Topps Reclaims NFL Exclusivity, Launches 2025 Chrome

Topps Reclaims NFL Exclusivity, Launches 2025 Chrome

Topps replaces Panini as the NFL's exclusive card licensee and announces 2025 Topps Chrome football, ending Panini's dominant run since 2016.

Topps is back in football. After years on the sideline while Panini held the exclusive NFL trading card license, Topps has reclaimed the throne — and it's wasting no time, announcing a 2025 Topps Chrome NFL set as its opening statement in the sport.

The shift ends one of the more dominant licensing runs in modern sports cards. Panini had held the exclusive NFL license since 2016, building a massive football portfolio that included Prizm, Select, National Treasures, and Flawless — products that became the backbone of the football card market and, for a stretch between 2019 and 2021, some of the hottest speculative assets in all of collectibles. A 2020 Panini Prizm Justin Herbert PSA 10 was pulling four figures at peak market. Panini's grip on the NFL was total.

Now that grip is gone.

What the Transition Actually Means for the Market

Licensing transitions in trading cards are rarely clean, and this one carries real consequences for existing Panini NFL inventory. When a license expires, the secondary market for that manufacturer's products tends to bifurcate: vintage and key rookie cards from the licensed era hold value on their own merits, while newer, less iconic product can soften as collector attention pivots toward the incoming brand.
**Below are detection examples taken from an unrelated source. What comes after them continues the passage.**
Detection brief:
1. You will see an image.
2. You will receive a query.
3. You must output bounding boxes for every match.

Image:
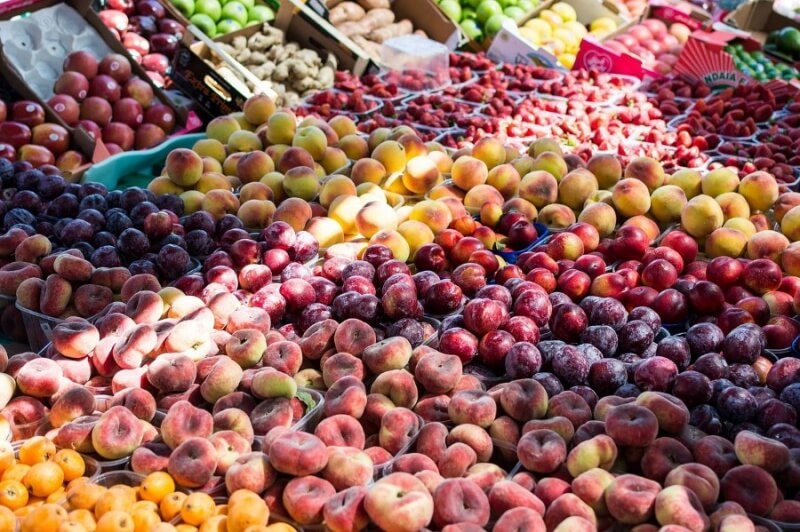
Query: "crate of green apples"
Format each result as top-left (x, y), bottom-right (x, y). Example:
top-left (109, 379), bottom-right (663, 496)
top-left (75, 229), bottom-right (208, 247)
top-left (169, 0), bottom-right (275, 38)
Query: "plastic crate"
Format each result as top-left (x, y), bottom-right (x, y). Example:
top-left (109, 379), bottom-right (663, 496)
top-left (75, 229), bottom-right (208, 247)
top-left (81, 133), bottom-right (206, 190)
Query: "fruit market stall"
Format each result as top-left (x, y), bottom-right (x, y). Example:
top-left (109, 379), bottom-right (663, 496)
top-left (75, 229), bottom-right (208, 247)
top-left (0, 0), bottom-right (800, 532)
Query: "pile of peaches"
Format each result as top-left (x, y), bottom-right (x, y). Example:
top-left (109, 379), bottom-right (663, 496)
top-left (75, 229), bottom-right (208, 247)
top-left (0, 66), bottom-right (800, 531)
The pattern isn't hypothetical. When Upper Deck lost its MLB license in 2010, its baseball card prices didn't collapse overnight — but the gravitational pull of the hobby shifted decisively toward Topps, and Upper Deck baseball has occupied a nostalgic niche ever since rather than a growth market. Panini NFL won't disappear from collector consciousness — a 2022 Panini National Treasures Sauce Gardner RPA doesn't care who holds the current license — but the pipeline of new Panini NFL product is now closed, and that changes the calculus for dealers sitting on fresh Panini football inventory.

For Topps, the stakes are equally high. Chrome is the right product to lead with. The Topps Chrome brand carries decades of equity across baseball, and its Refractor parallels have a collector language that transcends sport. Launching with Chrome signals Topps understands what football collectors actually want: clean design, a deep Refractor rainbow, and a product that grades well and photographs beautifully for the resale market.

Chrome's Track Record Sets a High Bar

Topps Chrome football isn't entirely new territory — the brand produced NFL cards before Panini's exclusive window opened. But the hobby has changed dramatically since then. Grading volume has exploded. PSA alone processed over 13 million submissions in 2021, a figure that would have been unthinkable a decade earlier. The collector base expects short prints, colored Refractors, 1/1 Superfractors, and autograph tiers that rival anything Panini built in its Prizm ecosystem.

Whether Topps can deliver a Chrome football product that competes with the brand equity Prizm accumulated over nearly a decade is the central question hanging over this announcement. Prizm football became the hobby's benchmark for NFL rookies — the PSA 10 Prizm Silver is essentially the default grade and parallel that the market prices first when a new class of players emerges. Topps Chrome Refractors have that same potential architecture. The execution will determine whether Chrome football becomes the new standard or a compelling alternative.

The checklist composition, autograph signers, and print run decisions Topps makes for the 2025 set will be scrutinized immediately. Collectors will want to know which rookies signed, how deep the parallel rainbow runs, and whether the base card stock holds up to PSA and BGS graders — a point of real concern, since Chrome's thin stock has historically been unforgiving under grading lights.

A New Era With Old Stakes

The NFL is the most valuable sports license in American trading cards, full stop. Football drives more hobby box revenue, more grading submissions, and more high-end auction action than any other American sport during the modern era. Heritage Auctions, Goldin, and PWCC all see NFL rookies anchor their major sales events. Whoever holds this license holds significant leverage over the direction of the entire hobby market.

Topps, now operating under Fanatics ownership, has the infrastructure and the capital to build something serious here. Fanatics also holds MLB and NBA trading card rights through its own licensing deals, which means the company now has a realistic shot at a unified sports card ecosystem — one manufacturer, one platform, three major American sports leagues.

That's either a collector's dream or a monopoly concern, depending on which side of the dealer table you're standing on. Either way, 2025 Topps Chrome NFL is going to be one of the most-watched product releases the hobby has seen in years. The pressure on that first checklist is immense — and so is the opportunity.